The class will demonstrate and explain its creations 11 a.m.-1 p.m. Friday in Acopian Engineering Center room 429.
“It’s really a culmination of their analog experience at Lafayette,” says Todd Wey, assistant professor of electrical and computer engineering, who teaches the design class. “We have a mandatory three-course sequence and this is the final required course of that track, so everything they learned over those three semesters they apply here.”
Unlike the earlier courses, where professors outline how each problem should be solved, the design element of the final class requires the students to do something they have never done before.
“They have to come up with how to do it – they start with a blank sheet of paper,” Wey says.
While the students enjoy taking on challenging problems, developing something from start to finish can be a daunting endeavor.
“The invention process — for them it’s the first time,” Wey says. “We spend a lot of time in the course work analyzing circuitry, but it becomes different when there’s not a circuit to analyze. It’s a different thinking process.”
Simon Mushi ’06 (Gaborone, Botswana) agrees that designing a circuit, which enabled the tank’s guns to lock in on the target and fire, was the toughest part of the process.
“The biggest challenge was mastering the whole target acquisition algorithm and getting that to work,” he says. “But once we got that, we become more comfortable with the whole apparatus.”
But developing the circuit was just one hurdle in a completely experimental process.
“It’s something you have to start real simply,” says Mushi, who is minoring in mathematics. “You start from an idea, then you simulate it, then you have to go out and get parts, then you have to coordinate with people in the machine shop and ask the machinist to make your part. But the more we did, the more comfortable it became.”
Classmate Jeff Mentzer ’06 (Lebanon, Pa.) agrees.
“At first it seemed a little intimidating; it’s a fairly large design compared with what we’re used to, but once my partner and I started getting into the actual design, we thought it was a lot of fun. We got a chance to apply what we’ve learned in class to actually making something work and do what we wanted it to do, so it was a lot of fun.”

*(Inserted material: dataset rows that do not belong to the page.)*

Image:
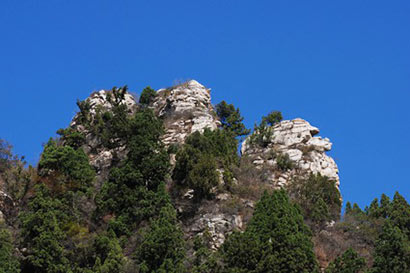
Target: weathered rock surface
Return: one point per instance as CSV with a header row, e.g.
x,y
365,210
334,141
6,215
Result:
x,y
7,206
185,108
101,157
297,139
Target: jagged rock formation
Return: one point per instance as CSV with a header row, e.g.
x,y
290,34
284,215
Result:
x,y
100,156
185,108
297,139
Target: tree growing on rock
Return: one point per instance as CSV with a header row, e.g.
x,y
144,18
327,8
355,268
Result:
x,y
8,261
231,119
163,247
348,262
392,252
147,96
275,240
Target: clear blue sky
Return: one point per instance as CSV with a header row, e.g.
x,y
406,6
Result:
x,y
342,65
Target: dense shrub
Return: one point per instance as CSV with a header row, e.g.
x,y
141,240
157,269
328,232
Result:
x,y
68,162
392,252
319,199
162,249
147,96
348,262
283,162
275,240
199,158
133,191
42,234
8,260
231,119
272,118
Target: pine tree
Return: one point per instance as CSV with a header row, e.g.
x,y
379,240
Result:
x,y
400,213
231,119
42,234
276,240
162,249
8,262
147,95
392,251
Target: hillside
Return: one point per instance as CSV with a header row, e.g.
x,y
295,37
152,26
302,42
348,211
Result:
x,y
158,185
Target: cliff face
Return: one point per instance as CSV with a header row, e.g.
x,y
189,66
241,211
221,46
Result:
x,y
100,156
185,108
296,139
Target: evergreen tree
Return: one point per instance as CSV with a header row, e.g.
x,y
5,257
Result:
x,y
199,158
42,234
231,119
275,240
131,192
272,118
348,262
72,164
385,205
147,96
392,251
8,261
400,213
162,249
108,254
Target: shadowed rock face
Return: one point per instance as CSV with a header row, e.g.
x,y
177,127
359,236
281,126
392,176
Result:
x,y
101,157
185,108
297,139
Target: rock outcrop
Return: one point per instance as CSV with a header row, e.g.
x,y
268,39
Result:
x,y
185,108
296,138
101,157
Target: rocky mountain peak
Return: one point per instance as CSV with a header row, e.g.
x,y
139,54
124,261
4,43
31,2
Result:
x,y
185,108
298,141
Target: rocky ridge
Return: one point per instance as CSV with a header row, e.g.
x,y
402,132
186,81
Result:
x,y
296,138
185,108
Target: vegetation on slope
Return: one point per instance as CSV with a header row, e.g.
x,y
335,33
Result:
x,y
68,222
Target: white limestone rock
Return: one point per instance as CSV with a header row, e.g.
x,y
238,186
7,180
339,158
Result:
x,y
297,139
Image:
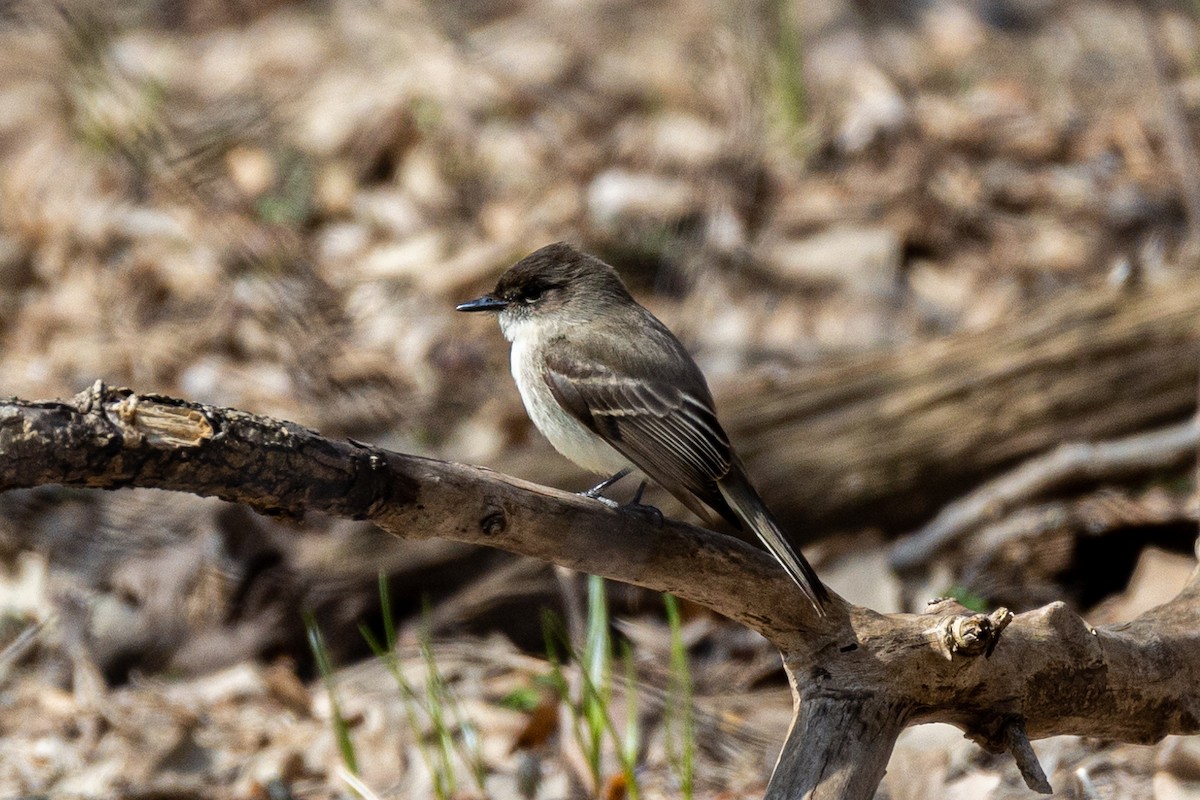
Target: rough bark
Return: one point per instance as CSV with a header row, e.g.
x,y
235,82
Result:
x,y
861,677
888,439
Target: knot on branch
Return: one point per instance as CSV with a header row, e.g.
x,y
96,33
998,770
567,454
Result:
x,y
157,423
970,635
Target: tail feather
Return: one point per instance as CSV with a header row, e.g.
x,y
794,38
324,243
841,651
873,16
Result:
x,y
750,509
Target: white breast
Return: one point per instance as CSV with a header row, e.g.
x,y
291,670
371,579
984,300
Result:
x,y
568,435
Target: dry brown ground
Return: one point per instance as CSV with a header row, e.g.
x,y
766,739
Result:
x,y
275,205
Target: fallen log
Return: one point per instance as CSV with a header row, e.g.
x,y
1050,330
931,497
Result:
x,y
859,677
888,439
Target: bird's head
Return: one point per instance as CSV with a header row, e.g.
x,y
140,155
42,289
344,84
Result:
x,y
555,284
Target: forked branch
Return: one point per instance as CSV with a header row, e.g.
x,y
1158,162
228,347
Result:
x,y
861,677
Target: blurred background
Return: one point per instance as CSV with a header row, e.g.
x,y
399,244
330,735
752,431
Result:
x,y
916,245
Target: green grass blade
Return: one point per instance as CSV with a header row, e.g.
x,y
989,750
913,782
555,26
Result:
x,y
324,665
679,714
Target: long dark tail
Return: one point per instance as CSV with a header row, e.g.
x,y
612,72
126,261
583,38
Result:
x,y
753,511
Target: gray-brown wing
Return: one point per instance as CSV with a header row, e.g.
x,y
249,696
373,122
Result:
x,y
670,434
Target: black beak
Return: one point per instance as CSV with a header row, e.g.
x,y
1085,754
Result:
x,y
487,302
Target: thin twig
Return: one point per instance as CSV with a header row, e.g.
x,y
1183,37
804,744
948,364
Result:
x,y
1069,463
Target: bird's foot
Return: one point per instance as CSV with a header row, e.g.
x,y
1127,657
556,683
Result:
x,y
597,492
597,495
643,509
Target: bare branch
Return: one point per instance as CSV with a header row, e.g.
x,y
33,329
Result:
x,y
861,677
1096,462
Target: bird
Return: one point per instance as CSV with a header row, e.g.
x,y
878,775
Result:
x,y
615,391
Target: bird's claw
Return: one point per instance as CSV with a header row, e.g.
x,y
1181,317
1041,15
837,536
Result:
x,y
645,510
595,495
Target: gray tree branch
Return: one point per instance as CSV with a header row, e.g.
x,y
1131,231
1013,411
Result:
x,y
861,677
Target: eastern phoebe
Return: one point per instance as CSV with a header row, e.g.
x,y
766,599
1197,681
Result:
x,y
613,390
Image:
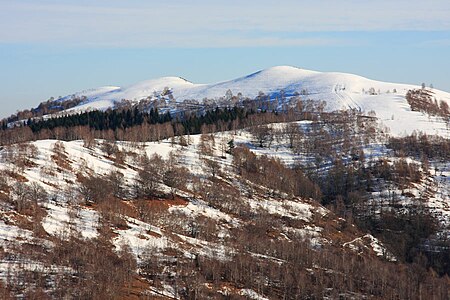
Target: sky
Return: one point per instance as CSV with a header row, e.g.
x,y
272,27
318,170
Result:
x,y
54,48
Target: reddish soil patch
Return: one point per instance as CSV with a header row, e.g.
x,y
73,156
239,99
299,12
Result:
x,y
158,204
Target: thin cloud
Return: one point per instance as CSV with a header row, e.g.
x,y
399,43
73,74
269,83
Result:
x,y
209,23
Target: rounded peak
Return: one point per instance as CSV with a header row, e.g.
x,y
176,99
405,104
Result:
x,y
285,70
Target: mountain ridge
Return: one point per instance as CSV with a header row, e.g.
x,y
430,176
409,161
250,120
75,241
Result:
x,y
281,83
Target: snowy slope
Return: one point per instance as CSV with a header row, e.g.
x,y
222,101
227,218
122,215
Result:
x,y
339,90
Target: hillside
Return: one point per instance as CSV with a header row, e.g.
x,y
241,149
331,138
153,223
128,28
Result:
x,y
339,90
206,218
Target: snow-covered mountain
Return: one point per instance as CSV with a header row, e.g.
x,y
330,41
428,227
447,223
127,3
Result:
x,y
339,90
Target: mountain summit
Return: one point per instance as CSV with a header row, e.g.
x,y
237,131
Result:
x,y
338,90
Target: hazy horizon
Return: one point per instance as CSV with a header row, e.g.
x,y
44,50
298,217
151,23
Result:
x,y
55,48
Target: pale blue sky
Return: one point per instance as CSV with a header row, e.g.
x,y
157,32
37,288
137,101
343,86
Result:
x,y
54,48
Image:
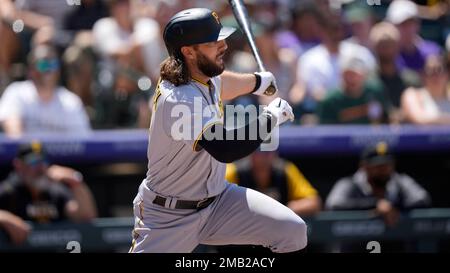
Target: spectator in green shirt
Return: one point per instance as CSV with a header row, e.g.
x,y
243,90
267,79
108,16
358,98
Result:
x,y
357,102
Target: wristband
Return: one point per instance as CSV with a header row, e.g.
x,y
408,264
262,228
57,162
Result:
x,y
258,82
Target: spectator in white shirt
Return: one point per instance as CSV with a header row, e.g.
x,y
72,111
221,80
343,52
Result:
x,y
40,104
318,70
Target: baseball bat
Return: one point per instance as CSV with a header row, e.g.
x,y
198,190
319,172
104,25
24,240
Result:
x,y
241,15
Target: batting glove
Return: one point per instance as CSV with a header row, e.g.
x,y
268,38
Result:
x,y
263,80
281,110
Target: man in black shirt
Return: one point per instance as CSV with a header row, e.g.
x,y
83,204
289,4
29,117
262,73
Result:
x,y
42,193
376,185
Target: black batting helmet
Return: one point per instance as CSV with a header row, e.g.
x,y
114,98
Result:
x,y
194,26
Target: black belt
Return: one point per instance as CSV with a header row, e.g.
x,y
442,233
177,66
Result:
x,y
184,204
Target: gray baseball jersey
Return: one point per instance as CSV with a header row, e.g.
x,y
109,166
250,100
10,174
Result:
x,y
176,166
179,170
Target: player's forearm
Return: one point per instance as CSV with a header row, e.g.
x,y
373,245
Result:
x,y
306,206
227,150
86,205
236,84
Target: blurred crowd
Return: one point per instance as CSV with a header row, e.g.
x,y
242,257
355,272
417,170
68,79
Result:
x,y
77,65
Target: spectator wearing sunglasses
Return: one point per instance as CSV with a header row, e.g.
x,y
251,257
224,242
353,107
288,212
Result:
x,y
431,103
40,104
37,192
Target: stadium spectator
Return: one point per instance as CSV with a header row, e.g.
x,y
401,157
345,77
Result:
x,y
16,228
385,39
413,49
361,20
277,178
318,70
377,186
431,103
40,104
84,16
357,102
39,192
130,50
302,34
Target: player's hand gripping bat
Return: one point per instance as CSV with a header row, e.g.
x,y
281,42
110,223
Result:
x,y
241,15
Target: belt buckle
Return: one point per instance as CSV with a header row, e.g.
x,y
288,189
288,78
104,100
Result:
x,y
202,202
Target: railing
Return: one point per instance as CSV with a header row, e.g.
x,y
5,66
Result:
x,y
107,146
423,227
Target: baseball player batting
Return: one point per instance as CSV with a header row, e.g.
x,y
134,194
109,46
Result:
x,y
185,201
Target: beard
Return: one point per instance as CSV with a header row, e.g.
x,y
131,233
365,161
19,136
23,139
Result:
x,y
208,67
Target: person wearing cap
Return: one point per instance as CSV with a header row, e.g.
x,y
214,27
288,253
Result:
x,y
429,104
185,200
318,70
385,39
361,19
41,193
40,104
377,186
414,50
357,102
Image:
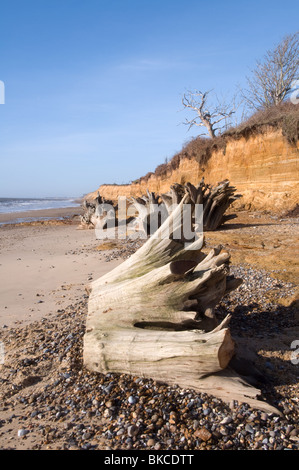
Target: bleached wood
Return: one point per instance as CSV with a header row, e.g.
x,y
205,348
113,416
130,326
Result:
x,y
153,316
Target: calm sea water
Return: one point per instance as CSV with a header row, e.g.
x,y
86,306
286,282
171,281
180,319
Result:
x,y
12,205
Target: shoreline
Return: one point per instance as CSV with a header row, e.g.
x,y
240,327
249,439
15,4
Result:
x,y
49,400
40,215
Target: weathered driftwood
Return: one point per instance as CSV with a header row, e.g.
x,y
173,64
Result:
x,y
97,213
215,200
153,316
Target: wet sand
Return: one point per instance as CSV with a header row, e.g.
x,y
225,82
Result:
x,y
60,213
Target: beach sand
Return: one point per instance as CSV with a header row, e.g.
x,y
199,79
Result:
x,y
45,266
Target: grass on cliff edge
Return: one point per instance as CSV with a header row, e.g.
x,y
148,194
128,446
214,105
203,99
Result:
x,y
284,116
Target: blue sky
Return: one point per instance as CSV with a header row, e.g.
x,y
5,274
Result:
x,y
93,88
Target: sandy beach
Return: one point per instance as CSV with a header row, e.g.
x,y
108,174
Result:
x,y
45,266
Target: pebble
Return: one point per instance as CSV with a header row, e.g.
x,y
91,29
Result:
x,y
68,407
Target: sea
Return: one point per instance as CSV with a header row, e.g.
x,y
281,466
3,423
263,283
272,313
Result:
x,y
14,205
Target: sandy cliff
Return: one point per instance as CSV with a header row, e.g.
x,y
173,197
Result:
x,y
263,167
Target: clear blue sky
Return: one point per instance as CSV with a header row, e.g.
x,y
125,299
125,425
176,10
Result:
x,y
93,87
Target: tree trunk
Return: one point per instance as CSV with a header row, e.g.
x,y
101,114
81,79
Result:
x,y
153,316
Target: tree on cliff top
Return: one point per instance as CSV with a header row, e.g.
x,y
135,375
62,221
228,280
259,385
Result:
x,y
207,115
274,77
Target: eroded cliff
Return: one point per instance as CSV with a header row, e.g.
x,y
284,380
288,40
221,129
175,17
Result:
x,y
264,167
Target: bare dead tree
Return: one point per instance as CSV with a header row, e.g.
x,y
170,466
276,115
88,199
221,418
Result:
x,y
273,78
208,116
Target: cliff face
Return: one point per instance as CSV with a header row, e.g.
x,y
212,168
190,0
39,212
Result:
x,y
264,168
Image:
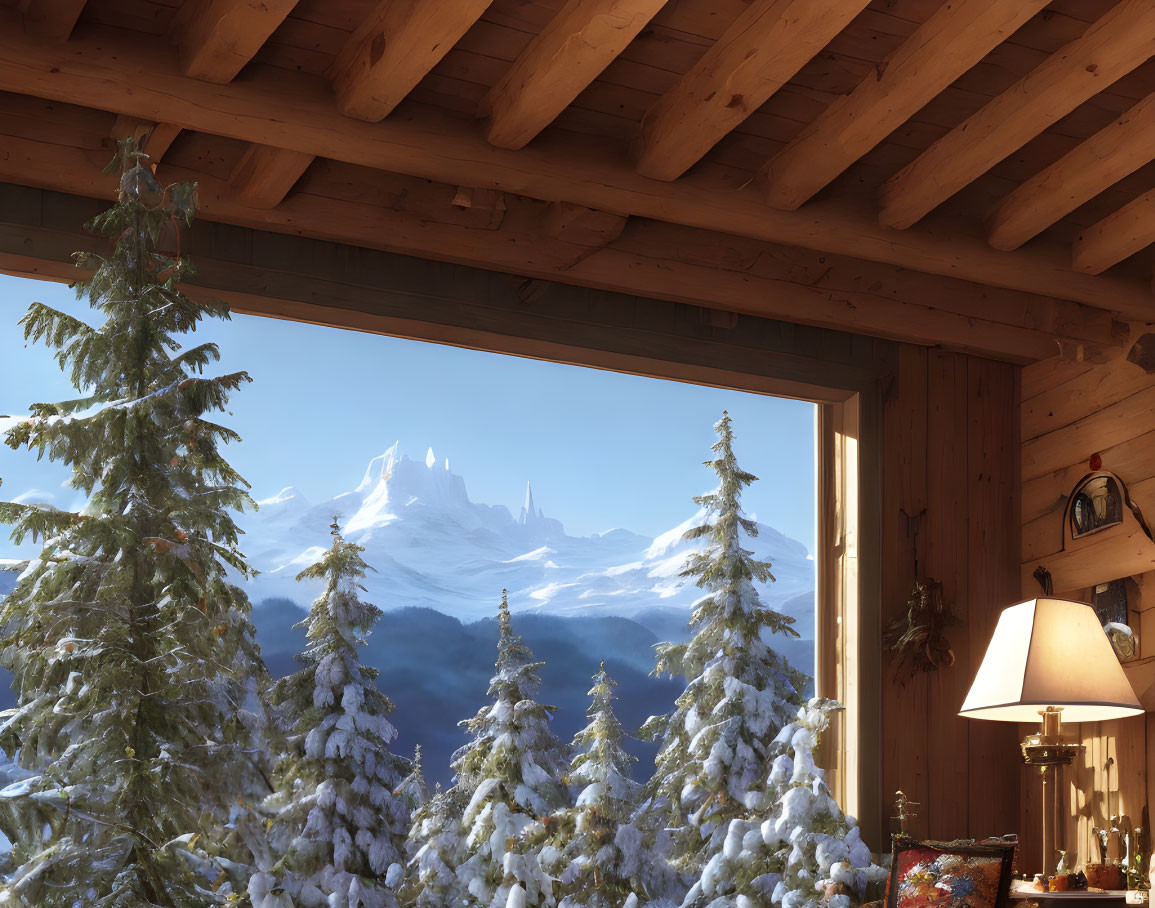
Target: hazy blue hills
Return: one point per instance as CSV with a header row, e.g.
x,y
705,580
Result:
x,y
437,669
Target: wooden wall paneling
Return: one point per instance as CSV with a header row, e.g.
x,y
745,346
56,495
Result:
x,y
1105,428
1041,377
872,459
992,579
906,726
945,529
1081,396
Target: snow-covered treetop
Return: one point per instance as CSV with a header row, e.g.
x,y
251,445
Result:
x,y
731,616
601,765
338,619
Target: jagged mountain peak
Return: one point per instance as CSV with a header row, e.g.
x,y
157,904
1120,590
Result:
x,y
434,548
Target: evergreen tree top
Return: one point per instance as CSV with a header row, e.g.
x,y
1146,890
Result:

And designing something completely original is accompanied by a certain amount of satisfaction.
“Having something come together and actually work, getting the hang of using a soldering iron, and soldering the parts to the board — it’s really interesting being able to watch those work and think, ‘Hey I designed that,’” says Mentzer.
A major goal of the course is to equip students with skills they will need when they graduate, Wey says.
“They’re doing things typical of what you would do on the job in this part of engineering,” he explains. “[What] we analyze in class are very sterile type situations where we consider a component to always work, as being very well behaved. When they get into the lab, they find it’s true some of the time, but they are getting experience with components when they misbehave. It’s lot of hands-on, industry-type experience.”
Mentzer says the skills he’s learned will definitely help him when he gets a job.
“It seems like there aren’t a whole lot of jobs where you design a little circuit and give it to a boss and they do with it what they want,” he says. “They want you to design systems from start to finish, so you need to know how to put everything together like that.”
Mushi adds that the project has instilled in him skills that will be useful in all aspects of his life.
“The whole aspect of working with a partner and the project management skills I’ve learned are some things I will be able to take from this class and apply to any other design projects I’m given,” he says.
Next year, says Wey, the students will pit their machines against each other to see which designs are the fastest and most precise.
Mushi is secretary of the student chapter of the Institute of Electrical and Electronic Engineers (IEEE) and a member of the Tau Beta Pi national engineering honor society and Phi Kappa Psi fraternity.
Mentzer is a member of IEEE, the Phi Beta Kappa academic honor society, and the Eta Kappa Nu electrical engineering honor society.
Other students in the design course are Scott Curry, Amanda Driscoll, Laura Fredley, David Glasser, Sherrise Hatcher, Tricia Indoe, Edward Kimotho, Hugh King, John Kolba, Mark Lodato, Marc London, Zach Silverman, Joanna Vetreno, Danielle Wyckoff, and Yang Feng Zheng.